Juste avant de remonter en voiture, après avoir acheté des chewing-gums, nous avons marché sur les Grands Boulevards. Nous sommes rentrés par curiosité, sans trop savoir comment ni pourquoi, dans un bazar de quartier qui vendait des pauvres costumes et accessoires en hommage à Michael Jackson, piège à touriste par excellence ou boutique des horreurs, au choix. Le vendeur, affable au possible, m’a délesté d’un billet de cinq euros et Cassandra s’est retrouvée avec une paire de gants noirs, estampillés Michael Jackson. Sur le fin tissu élimé, d’une qualité douteuse, reposait une pellicule de strass, des poussières d’étoiles.

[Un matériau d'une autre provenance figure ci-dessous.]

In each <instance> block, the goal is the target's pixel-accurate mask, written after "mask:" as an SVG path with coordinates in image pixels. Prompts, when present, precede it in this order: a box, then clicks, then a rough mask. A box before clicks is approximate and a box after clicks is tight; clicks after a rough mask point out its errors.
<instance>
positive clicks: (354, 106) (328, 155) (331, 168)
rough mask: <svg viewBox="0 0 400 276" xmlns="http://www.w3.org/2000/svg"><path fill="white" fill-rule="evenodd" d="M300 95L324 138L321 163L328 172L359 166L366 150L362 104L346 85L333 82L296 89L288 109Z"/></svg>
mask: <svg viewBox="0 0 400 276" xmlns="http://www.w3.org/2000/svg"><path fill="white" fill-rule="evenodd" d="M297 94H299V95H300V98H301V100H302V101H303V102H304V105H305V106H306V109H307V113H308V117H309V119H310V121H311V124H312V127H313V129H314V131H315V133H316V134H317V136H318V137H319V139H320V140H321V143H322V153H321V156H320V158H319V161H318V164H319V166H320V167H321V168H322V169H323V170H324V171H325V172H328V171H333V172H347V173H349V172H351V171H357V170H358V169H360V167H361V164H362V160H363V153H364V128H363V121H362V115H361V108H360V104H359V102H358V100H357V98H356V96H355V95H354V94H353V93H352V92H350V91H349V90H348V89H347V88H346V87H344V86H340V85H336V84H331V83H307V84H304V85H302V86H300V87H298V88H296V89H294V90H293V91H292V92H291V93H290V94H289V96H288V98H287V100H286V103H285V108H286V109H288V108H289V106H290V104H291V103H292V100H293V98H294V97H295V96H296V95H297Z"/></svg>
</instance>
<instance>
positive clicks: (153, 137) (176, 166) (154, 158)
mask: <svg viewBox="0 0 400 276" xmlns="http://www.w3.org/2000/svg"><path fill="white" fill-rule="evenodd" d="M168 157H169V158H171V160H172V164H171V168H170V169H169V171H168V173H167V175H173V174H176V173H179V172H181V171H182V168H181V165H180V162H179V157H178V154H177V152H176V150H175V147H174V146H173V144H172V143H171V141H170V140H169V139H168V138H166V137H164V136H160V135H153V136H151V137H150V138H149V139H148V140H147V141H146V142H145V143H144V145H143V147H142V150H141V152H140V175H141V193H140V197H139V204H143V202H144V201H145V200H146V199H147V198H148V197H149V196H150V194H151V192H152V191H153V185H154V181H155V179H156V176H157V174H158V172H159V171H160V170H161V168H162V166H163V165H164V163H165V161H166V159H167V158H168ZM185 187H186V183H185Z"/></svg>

La dernière fois que j’ai revu Vesti et Cassandra, c’était quelques semaines plus tard, dans un bidonville de Saint-Denis. Vesti avait l’air en forme, toujours les yeux écarquillés, prêt à faire son numéro. Cassandra m’a raconté qu’il dansait souvent en ce moment. De son côté, elle semblait un peu résignée et fatiguée, mais elle m’a fait un véritable sketch, tapant des pieds dans la poussière, levant les bras au ciel et jouant à s’offusquer d’une situation intenable. « Et tu comprends, toujours changer, jamais rester… », avec les gestes outranciers d’un adulte, mimant l’exaspération de leur vie nomade. Cela m’a fait sourire. A l’heure où j’écris, la famille est retournée en Roumanie. J’espère les revoir bientôt, ici ou ailleurs.

 

Références de l’auteur :

(1) Article « Les Manele, symbole de la décadence », Spreranta Radulescu, dans Etudes Tsiganes, revue trimestrielle numéro 38, p.172

(2) Milles Plateaux, chapitre 11, « 1837 – De la ritournelle », Gille Deleuze et Félix Guattari, Editions de Minuit, 1980

(3) Risque-Rythme, conférence dansée de Georges Didi Huberman et Israël Galvan : https://vimeo.com/65249661

 

[i] « Gadjo » signifie non-Rom en romani, la langue parlée par les Roms.

[ii]  Célèbre ensemble musical de Roms de Roumanie.